Saturday, September 10, 2011

TIFF Review 2011: "God Bless America"

GOD BLESS AMERICA

(Midnight Madness)

(USA, 2011, 99 minutes)

Directed by: Bobcat Goldthwait

Cast: Joel Murray, Tara Lynne Barr, Larry Miller, Geoff Peirson, Melinda Page Hamilton

For all of the (just) praise awarded to the works of Trey Parker and Matt Stone, as well as the once-great The Simpsons, Bobcat Goldthwait deserves to be mentioned alongside the names of America’s most fearless and incendiary contemporary satirists—if only more people saw his films. From his debut “Shakes The Clown”, Bobcat never seemed to be able to break the festival circuit (blink and you might have caught “Sleeping Dogs Lie” in first run), or worst, the direct-to-video market (as befell his truly demented “World’s Greatest Dad” starring Robin Williams, with a cover that looks like it’s awaiting an additional Photoshop cut-and-past of Martin Short).

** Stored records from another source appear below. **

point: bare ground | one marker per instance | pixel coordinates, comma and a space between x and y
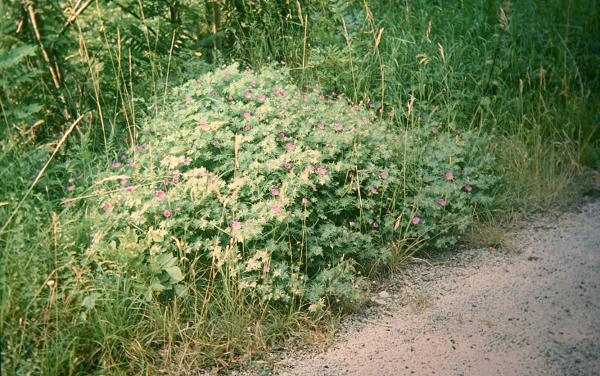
531, 310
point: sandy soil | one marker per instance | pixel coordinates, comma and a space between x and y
534, 310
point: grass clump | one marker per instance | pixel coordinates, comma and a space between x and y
199, 219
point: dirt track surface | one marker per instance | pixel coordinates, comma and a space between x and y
534, 310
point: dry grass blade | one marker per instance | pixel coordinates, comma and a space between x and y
39, 176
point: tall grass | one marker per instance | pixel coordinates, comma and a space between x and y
524, 72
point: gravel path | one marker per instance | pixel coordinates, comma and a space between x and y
534, 310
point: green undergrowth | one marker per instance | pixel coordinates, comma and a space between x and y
202, 213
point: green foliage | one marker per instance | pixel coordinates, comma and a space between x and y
501, 96
283, 191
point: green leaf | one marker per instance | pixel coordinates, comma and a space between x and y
89, 301
175, 273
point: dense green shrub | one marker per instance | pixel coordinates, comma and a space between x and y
290, 194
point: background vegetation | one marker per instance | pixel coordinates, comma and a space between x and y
511, 88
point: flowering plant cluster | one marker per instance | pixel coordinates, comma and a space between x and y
288, 192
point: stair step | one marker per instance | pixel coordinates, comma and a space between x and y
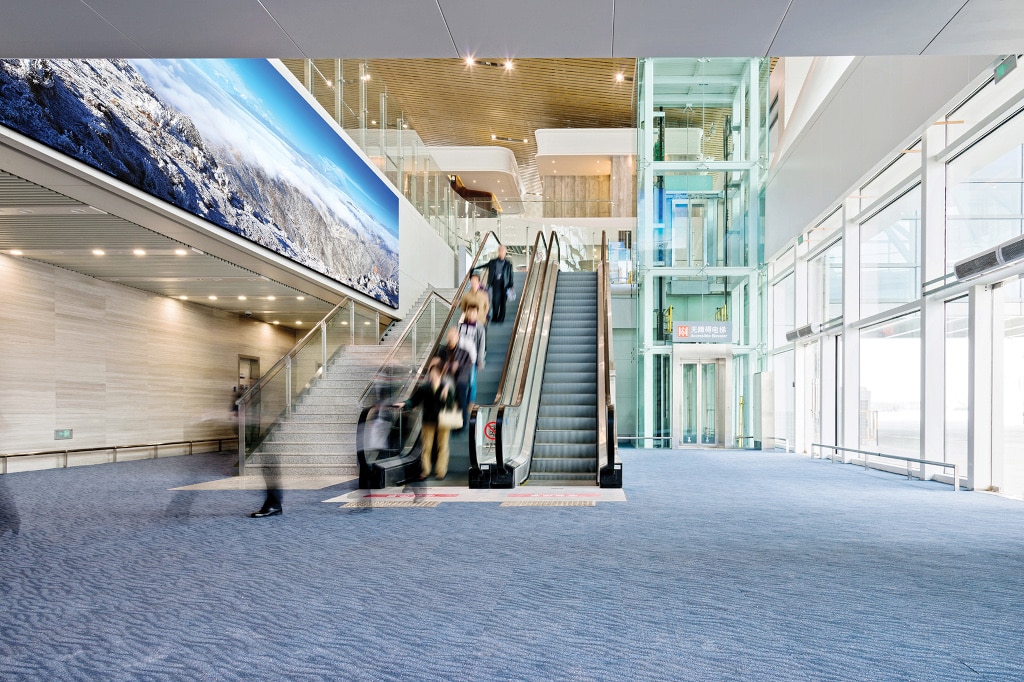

It’s unlikely that “God Bless America” will prove to be his breakthrough (if Robin Williams couldn’t do it, what chance does Bill Murray’s brother have?), which finds Goldthwait at his angriest yet with a tale of a bloody road trip for a 45-year old middle-aged loser and his teenage sidekick.

Anonymous salary-man Frank (Murray) can no longer tolerate the brain-softening climate of vanity and vapidity in which he ekes out a tolerable existence. His ex-wife hates him and seems intent on turning their daughter against him. Whining neighbours and their even whinier kid, office small talk and corporate speak, right wing blowhards, left wing political correctness, and television’s endless marathons of reality shows. He’s fired over a complaint to HR: the flowers he sent to a female coworker have brought him up on charges of sexual harassment.

Then, he’s diagnosed with a brain tumour...

With so little time left, will he be forced to spend it in a milieu where the highest priority on everyone’s minds seems to be another mindless singing competition, the excruciating “American Superstarz”? With nothing to lose, he purchases a handgun and hops in his car to drive to the studio in Los Angeles.

Along the way, he meets high school misfit Roxy (Barr), who shares an equal contempt for her classmates and so-called “authority figures”. He teaches her how to fire a gun, and she provides him with practice targets. First up, the impossibly horrible brat who stars in a “Gossip Girl”esque TV reality series…

Perhaps an easy target (has anyone made a “pro” reality-TV feature to date?), but at least Goldthwait pulls no punches in letting the schlockmeisters who have hijacked the airwaves get their justs. The film premiered on the eve of the tenth anniversary of September 11 and offers a scathing vision of his home country…

Murray, who starred with Goldthwait in “One Crazy Summer” and “Shakes The Clown”, is a familiar “oh that guy!” face from television, and might best be known to current audiences as Freddy Rumsen on “Mad Men” (he’s also in another much-anticipated TIFF entry “The Artist”). He’s well cast and is often faced with the thankless task of spewing some lengthy diatribes about society, celebrity, etc., but he’s makes for an endearing, passionate, and of course, pathologically dangerous schlubb.

Tara Lynn Barr, in her film debut, is a cross between Molly Ringwalk and Bonnie Parker (right down to the wardrobe that riffs on Dunaway’s iconic fashions) and manages to tread the line between precocious and downright terrifying winningly, even if a foul-mouthed, violent teenage girl isn’t quite as outrageous as Goldthwait had intended given recent screen offerings…

“God Bless America” was produced by Richard Kelly’s “Darko Entertainment” but no release date was set at the time of this writing.

AMENDED: Mark Cuban’s Magnet Releasing has acquired distribution rights and it will be available via video on demand and theatrical release in 2012.